Ao impedir o enterro do "índio do buraco", o presidente da Funai buscou atender a interesses de fazendeiros que circundam a terra indígena, conforme técnicos a par do processo de sepultamento. O enterro no território deve dificultar a exploração da área por esses proprietários de terra.

A terra indígena Tanaru não é demarcada. Por haver incidência de um indígena isolado, o território conta com uma restrição de uso, definida em portaria da própria Funai. Ela vigora até 2025. É esta portaria que os fazendeiros querem derrubar, a partir da morte de "Tanaru".

A Justiça determinou que o enterro ocorresse na palhoça onde o corpo do indígena foi encontrado. A Funai tinha cinco dias para adotar "todas as ações administrativas necessárias" ao sepultamento, "em conformidade com a organização social, costumes, crenças e tradições indígenas", como consta na decisão.

"Além da comoção dos povos indígenas próximos, com o desrespeito dispensado ao ‘índio do buraco’, caracterizado na demora excessiva no seu sepultamento/rituais, tem-se ainda a probabilidade de repercussão da omissão do Estado brasileiro", cita a liminar. "Verifica-se que desde a morte do ‘índio do buraco’ já se passaram vários meses e, mesmo o corpo já tendo sido liberado pela perícia técnica da PF, a Funai não o sepultou."

"Tanaru" optou pelo isolamento após seus familiares serem mortos por madeireiros na década de 1990. Segundo a Funai, o grupo tinha seis pessoas e existiu até 1995. O órgão passou a monitorá-lo, e a respeitar seu modo de vida, a partir de 1996.

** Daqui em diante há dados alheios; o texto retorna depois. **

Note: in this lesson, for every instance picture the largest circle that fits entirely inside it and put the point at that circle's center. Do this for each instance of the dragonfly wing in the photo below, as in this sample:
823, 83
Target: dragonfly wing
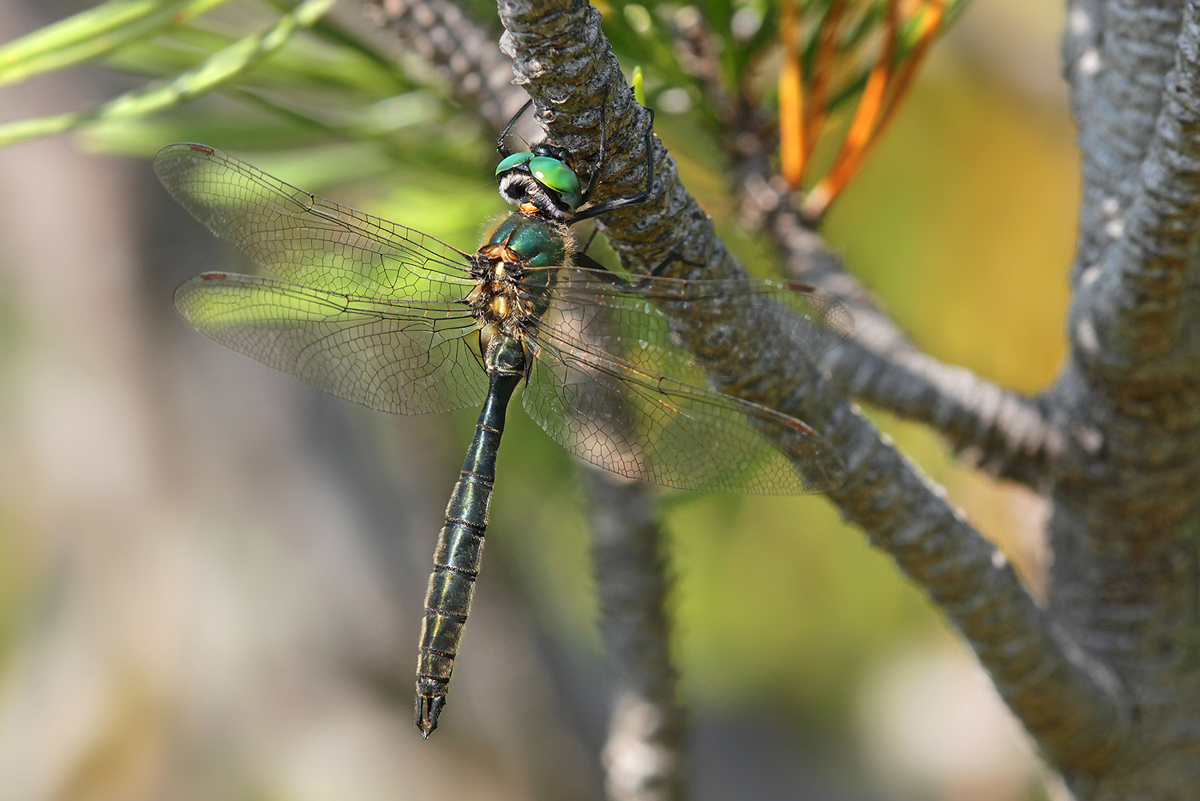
408, 357
613, 385
306, 239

O presidente da Funai decidiu contrariar os profissionais envolvidos no tratamento dado ao "índio do buraco" após a morte e segurou o sepultamento do indígena, que deu mostras do lugar e da forma como gostaria de ser sepultado, conforme indícios deixados por ele no momento do óbito.

O corpo foi encontrado em 23 de agosto. O óbito ocorreu de 30 a 40 dias antes, segundo análise feita.

Quando o corpo foi encontrado, estava com um "chapéu" na cabeça e plumagens de penas de arara na nuca, "fatos que indicam consciência e preparativos para a morte ou pós-morte", conforme o MPF.

"A ausência de sepultamento de Tanaru, tendo sido levado seu corpo há quase dois meses, tempo mais do que o necessário para a realização de todos os exames necessários, fatos confirmados pela própria PF, configura nítido desrespeito à sua memória e à sua história", diz a ação da Procuradoria. É o mesmo entendimento de indigenistas, servidores e outras pessoas a par do processo.